La principale menace qui pèse sur le marché boursier est maintenant la durabilité des bénéfices des sociétés, qui ont éprouvé des difficultés et qui seront vulnérables si l’économie tombe en récession. La croissance des bénéfices des sociétés du S&P 500 est actuellement au point mort, car la hausse des coûts pèse sur les marges bénéficiaires. Par ailleurs, les bénéfices sont supérieurs à leur tendance à long terme et nous n’avons jamais vu une contraction de l’économie qui n’ait pas contraint les bénéfices à revenir au moins à leur tendance à long terme. Dans un scénario de ralentissement, les bénéfices du S&P 500 pourraient chuter de 15 % par rapport à leur sommet, ce qui limiterait le potentiel de hausse des actions.

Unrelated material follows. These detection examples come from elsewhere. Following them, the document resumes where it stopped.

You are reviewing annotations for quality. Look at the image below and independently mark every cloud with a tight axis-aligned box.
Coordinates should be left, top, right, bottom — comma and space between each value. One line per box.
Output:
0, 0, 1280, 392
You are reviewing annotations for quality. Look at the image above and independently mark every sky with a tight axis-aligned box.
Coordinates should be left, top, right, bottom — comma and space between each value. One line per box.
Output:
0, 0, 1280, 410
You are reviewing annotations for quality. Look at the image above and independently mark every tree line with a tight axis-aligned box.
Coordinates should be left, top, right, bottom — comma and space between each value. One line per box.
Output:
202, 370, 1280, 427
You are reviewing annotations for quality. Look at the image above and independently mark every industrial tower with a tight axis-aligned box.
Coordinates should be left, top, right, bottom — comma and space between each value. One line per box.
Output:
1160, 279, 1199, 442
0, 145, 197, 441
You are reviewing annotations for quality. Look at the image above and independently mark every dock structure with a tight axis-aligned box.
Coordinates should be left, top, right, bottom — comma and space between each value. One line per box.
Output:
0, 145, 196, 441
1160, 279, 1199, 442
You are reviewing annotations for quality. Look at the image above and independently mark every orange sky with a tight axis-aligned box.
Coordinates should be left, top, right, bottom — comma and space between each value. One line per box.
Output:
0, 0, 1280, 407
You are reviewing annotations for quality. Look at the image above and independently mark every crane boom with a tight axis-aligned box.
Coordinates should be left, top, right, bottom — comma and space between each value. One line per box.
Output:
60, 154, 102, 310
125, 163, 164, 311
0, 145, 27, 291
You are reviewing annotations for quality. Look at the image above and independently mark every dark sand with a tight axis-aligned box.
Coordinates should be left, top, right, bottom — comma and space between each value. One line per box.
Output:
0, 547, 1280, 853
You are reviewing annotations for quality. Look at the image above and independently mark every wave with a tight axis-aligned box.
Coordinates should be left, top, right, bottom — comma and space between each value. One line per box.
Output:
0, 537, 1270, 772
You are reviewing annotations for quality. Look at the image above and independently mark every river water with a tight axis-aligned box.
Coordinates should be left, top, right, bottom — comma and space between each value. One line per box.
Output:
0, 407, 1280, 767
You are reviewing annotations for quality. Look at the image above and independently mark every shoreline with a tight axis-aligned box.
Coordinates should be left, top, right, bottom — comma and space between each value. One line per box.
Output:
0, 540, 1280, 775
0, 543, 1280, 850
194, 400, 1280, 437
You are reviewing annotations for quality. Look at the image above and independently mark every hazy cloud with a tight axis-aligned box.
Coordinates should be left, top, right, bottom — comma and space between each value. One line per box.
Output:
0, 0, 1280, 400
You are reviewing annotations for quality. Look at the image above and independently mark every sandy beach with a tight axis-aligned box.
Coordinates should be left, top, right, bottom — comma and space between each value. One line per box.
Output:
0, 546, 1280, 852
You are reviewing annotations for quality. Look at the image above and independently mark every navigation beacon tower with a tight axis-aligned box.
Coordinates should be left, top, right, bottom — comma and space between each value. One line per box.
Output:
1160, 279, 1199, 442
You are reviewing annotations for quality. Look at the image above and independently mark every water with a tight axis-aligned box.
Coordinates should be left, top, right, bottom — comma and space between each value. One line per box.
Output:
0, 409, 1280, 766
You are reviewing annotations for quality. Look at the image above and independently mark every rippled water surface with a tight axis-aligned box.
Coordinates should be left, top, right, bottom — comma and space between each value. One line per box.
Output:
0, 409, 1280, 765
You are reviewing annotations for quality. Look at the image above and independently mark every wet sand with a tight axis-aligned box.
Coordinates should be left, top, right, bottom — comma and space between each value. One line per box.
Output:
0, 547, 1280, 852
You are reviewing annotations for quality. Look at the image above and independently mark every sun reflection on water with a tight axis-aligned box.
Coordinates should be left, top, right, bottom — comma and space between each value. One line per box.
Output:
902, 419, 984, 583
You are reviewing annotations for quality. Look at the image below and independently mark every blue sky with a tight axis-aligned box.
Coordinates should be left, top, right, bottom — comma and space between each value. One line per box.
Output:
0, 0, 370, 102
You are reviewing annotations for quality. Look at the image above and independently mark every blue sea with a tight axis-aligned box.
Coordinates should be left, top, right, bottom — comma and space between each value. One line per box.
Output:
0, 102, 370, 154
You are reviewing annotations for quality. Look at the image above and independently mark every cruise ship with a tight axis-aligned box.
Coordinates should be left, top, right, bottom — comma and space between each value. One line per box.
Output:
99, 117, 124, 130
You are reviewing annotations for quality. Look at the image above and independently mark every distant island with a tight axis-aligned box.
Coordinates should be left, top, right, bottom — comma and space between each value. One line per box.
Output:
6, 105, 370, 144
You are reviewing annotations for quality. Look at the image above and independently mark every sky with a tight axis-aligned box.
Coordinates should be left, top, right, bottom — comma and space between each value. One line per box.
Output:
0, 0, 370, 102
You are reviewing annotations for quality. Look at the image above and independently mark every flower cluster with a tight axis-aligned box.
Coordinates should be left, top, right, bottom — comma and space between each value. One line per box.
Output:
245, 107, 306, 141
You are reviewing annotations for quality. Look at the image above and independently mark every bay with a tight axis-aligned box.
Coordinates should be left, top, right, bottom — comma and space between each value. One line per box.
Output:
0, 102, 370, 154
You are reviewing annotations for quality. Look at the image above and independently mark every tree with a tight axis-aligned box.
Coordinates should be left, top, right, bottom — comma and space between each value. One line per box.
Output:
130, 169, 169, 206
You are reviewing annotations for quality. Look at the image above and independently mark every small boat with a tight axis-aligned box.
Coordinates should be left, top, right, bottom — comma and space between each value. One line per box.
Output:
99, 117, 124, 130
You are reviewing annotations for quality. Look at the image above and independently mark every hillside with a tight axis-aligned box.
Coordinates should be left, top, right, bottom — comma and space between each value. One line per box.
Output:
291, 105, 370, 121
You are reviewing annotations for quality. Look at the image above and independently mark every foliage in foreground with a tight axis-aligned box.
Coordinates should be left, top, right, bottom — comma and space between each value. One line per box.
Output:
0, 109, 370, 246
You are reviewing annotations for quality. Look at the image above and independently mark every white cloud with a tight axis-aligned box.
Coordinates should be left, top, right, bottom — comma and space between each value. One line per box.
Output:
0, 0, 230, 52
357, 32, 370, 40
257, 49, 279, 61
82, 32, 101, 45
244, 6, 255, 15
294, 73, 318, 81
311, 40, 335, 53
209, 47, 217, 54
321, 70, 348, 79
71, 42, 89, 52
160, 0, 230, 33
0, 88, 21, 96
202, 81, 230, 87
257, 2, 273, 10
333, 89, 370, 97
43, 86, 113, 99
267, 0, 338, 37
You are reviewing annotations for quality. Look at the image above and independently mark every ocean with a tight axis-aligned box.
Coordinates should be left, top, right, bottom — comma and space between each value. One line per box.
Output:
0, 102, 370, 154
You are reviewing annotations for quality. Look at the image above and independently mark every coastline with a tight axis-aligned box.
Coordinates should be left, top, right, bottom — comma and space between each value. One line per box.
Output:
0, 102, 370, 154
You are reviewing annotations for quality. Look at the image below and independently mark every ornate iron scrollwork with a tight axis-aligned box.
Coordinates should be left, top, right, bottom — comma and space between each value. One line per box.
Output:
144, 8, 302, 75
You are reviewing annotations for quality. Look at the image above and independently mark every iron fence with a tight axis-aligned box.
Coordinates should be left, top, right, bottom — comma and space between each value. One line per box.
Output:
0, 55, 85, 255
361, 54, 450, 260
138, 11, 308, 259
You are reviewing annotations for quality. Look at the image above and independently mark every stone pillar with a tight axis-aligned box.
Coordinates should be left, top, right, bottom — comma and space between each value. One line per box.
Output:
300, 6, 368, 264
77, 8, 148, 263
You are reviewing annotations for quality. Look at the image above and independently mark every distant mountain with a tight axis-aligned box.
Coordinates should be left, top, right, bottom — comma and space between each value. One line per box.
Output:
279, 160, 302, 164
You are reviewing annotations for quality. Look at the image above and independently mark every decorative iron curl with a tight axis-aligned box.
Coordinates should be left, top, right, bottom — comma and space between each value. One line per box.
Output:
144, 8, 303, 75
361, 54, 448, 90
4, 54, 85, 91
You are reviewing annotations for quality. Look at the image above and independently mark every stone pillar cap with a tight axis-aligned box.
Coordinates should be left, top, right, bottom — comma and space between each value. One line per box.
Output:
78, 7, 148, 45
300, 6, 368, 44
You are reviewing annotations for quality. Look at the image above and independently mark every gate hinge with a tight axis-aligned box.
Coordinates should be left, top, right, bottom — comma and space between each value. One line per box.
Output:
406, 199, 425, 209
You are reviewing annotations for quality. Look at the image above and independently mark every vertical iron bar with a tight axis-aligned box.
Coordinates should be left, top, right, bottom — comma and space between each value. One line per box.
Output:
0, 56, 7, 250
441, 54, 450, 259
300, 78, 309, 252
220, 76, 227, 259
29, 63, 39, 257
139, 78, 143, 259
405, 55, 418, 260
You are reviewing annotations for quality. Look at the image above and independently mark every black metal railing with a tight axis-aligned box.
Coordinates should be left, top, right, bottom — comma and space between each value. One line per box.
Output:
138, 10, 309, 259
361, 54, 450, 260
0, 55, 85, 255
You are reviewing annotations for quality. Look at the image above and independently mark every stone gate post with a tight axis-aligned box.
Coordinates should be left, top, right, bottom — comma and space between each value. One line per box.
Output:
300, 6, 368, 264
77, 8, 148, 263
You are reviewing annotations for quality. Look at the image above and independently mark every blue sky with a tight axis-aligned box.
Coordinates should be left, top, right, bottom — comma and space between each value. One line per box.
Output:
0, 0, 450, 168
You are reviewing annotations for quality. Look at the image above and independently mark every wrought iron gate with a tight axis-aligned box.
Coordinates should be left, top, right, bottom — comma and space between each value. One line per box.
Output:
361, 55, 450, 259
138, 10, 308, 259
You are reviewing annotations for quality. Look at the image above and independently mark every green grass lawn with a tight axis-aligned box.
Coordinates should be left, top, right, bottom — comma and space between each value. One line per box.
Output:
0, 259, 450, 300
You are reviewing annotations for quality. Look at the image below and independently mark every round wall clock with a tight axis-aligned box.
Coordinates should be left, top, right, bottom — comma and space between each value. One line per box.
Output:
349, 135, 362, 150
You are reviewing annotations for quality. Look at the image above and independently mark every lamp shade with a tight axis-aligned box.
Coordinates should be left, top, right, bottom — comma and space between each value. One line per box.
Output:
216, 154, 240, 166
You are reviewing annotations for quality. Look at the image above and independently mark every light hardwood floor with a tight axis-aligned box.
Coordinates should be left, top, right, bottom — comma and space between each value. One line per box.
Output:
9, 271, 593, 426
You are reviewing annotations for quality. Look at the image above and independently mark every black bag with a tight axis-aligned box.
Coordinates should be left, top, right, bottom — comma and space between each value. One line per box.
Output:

Composition de l’actif – neutraliser la pondération tactique
Notre composition de l’actif vise à établir un équilibre entre les risques et les occasions dans une diversité de scénarios pour l’économie et les marchés financiers. À long terme, nous avons tendance à privilégier légèrement les actions pour profiter de la prime de risque par rapport aux obligations. Toutefois, puisque cette prime est actuellement faible et que notre scénario de base table sur une entrée en récession de l’économie au cours de la prochaine année, nous sommes peu enclins à surpondérer les actions pour le moment. Nous avons donc mis fin à notre surpondération en actions en réduisant notre pondération de 100 points de base au cours du trimestre, et avons investi la moitié du produit dans les titres à revenu fixe et l’autre moitié dans les liquidités. Nos pondérations en actions, en obligations et en liquidités correspondent maintenant à nos niveaux stratégiques neutres. Malgré l’absence désormais d’une prise de risque tactique au sein de notre composition de l’actif, nous ne pouvons ignorer le fait que l’économie n’a pas encore trébuché et qu’il existe des scénarios d’atterrissage en douceur. Avant de relever la pondération en actions, nous attendrons que les conditions financières s’assouplissent, que les indicateurs économiques avancés s’améliorent et que l’ampleur du marché des actions augmente, particulièrement aux États-Unis. Pour un portefeuille mondial équilibré, nous recommandons actuellement la répartition de l’actif suivante : 60 % en actions (position neutre stratégique : 60 %), 38 % en titres à revenu fixe (position neutre stratégique : 38 %) et le reste en liquidités. La répartition de l’actif des fonds ou des portefeuilles de clients peut différer en fonction des politiques de placement individuelles.